Avant - l’année dernière encore - Bertille aimait décembre. A 80 ans, elle s’émerveillait comme aux temps de son enfance bretonne des premiers flocons, du
doux soleil l’après-midi et des boutons de roses rescapés à l’abri de la grange. Maintenant que Julien était parti, le dernier mois de l’année lui était insupportable : trop doux pour la
saison, trop froid pour sortir dans les magasins, trop bruyant quand ses amis du Club la réclamaient, trop débile quand la télé s’invitait dans sa maison pour lui rappeler comment consommer
rituellement à cette époque, malgré sa solitude.

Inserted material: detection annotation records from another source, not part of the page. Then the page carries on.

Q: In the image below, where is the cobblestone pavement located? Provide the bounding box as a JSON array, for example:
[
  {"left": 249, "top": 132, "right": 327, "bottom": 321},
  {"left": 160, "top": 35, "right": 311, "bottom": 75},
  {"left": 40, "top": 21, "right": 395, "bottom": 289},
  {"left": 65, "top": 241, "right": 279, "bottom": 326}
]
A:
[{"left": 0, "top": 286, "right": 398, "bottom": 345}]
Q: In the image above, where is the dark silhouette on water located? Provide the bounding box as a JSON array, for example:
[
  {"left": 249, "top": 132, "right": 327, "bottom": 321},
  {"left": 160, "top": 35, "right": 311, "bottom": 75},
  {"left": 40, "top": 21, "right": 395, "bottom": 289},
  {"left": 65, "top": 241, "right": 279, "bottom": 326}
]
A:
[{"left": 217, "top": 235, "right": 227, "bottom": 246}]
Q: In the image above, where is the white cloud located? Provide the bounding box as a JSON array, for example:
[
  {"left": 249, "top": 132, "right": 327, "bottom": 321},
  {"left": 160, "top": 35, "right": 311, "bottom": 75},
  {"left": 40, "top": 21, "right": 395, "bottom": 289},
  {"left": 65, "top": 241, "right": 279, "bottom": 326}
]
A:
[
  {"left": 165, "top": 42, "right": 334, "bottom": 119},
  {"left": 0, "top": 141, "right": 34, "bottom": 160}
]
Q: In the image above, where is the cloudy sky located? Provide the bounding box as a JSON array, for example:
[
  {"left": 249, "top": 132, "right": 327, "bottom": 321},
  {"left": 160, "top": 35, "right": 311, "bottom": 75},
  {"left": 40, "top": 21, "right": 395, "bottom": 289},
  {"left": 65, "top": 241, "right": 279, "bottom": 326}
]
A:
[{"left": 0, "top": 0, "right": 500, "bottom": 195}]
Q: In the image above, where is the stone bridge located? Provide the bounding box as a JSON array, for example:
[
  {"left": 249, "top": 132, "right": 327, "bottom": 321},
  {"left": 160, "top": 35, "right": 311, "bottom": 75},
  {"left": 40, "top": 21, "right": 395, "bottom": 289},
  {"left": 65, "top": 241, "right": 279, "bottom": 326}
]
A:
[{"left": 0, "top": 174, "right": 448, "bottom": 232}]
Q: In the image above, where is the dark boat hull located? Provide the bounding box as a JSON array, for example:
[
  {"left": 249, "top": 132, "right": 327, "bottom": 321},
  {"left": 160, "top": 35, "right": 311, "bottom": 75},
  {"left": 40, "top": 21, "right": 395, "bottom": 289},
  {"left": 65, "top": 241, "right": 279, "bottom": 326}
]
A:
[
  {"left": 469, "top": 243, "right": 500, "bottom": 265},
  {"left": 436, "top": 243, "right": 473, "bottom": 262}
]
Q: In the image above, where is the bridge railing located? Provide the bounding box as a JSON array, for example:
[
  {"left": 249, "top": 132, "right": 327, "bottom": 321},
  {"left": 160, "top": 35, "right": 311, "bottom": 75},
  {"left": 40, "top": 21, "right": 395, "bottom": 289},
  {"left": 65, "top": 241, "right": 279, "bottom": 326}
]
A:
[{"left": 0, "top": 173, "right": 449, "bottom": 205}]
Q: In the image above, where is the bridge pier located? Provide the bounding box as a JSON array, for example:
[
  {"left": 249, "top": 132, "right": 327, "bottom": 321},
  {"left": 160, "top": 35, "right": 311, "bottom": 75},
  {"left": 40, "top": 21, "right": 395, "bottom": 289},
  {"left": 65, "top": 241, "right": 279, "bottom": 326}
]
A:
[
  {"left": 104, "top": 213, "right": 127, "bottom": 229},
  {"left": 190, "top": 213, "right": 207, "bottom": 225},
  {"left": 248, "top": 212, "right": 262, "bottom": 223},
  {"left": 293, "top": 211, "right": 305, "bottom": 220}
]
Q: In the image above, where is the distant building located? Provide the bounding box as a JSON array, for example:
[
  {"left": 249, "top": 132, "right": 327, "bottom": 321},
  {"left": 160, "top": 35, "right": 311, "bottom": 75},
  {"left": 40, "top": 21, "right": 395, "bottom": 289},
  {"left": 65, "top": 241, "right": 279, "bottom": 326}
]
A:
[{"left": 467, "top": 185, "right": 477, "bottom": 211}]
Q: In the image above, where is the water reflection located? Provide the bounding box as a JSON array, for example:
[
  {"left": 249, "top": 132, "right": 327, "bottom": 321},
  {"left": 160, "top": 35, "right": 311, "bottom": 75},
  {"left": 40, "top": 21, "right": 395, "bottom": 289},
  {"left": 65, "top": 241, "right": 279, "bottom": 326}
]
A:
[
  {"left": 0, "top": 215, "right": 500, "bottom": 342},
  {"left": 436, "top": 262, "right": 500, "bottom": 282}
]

Ah, quand il était encore près d’elle, même très souffrant, à Noël dernier, tout était possible. Bien sûr, elle était consciente que la trêve accordée par la maladie serait brève mais ils
avaient vécu ce dernier 25 décembre tous les deux comme à leur habitude : dans la quiétude et l’affection. Elle pensa, avec une sorte de sourire heureux aux lèvres, qu’ils auraient dû
s’endormir ensemble, ce jourlà, pour toujours. Le regard perdu sur la rocaille verdoyante, au fond du jardin, l’oreille bercée par Brassens – la seule musique qu’elle supportait - et sa «
Brave
Margot » elle se laissait gagner par les souvenirs de ce jour heureux quand son oeil fut attiré par une forme grise qui
traversa la cour comme une flèche pour grimper lestement au grand conifère du jardin. Le gros chat angora gris était de
retour. Il réapparut quelques secondes plus tard. Rien d’étonnant qu’il n’ait pas trouvé de moineau égaré, les corbeaux de faction au sommet du noyer du voisin montaient la garde
depuis le matin. Il n’avait pas dû trouver les restes de ses maigres repas qu’elle laissait chaque jour à disposition des chats errants du quartier qui aimaient bien l’adresse. Toujours à
la recherche de sa pitance, le matou explora le rebord de la fenêtre de l’atelier : elle l’avait déjà vu, de nuit se dresser sur ses pattes de derrière et s’agripper comme un fauve à cet
endroit. De jour, c’était la première fois. Il avait des proportions et une force peu communes. Elle s’approcha de la vitre en pensant qu’elle aurait mieux fait de rester au fond de son
fauteuil car le seul visiteur de la journée allait bientôt s’évanouir. Contre toute attente, le chat contourna alors la véranda et se planta devant la porte d’entrée. Il n’eut pas besoin de
gratter, comme dans la chanson, Bertille ouvrit la porte et se pencha pour le caresser. Il fit le tour de ses deux pieds en se frottant contre ses jambes et leva vers elle ses magnifiques
yeux bleus clairs. Dans le frigo, elle trouva les restes de son filet de lieu-purée du midi qu’elle lui coupa en morceaux. Une petite jatte d’eau fraîche compléta le festin que le chat
avalait maintenant, comme chez lui, sans lever le nez. Elle n’osait pas parler. Le disque était terminé, la fin d’après-midi s’annonçait dans la pénombre. Elle se souvint alors de cette
merveilleuse robe grise que sa grand’mère lui avait cousue pour Noël à ses sept ans, pendant la guerre. Elle décida de l’appeler « Velours ».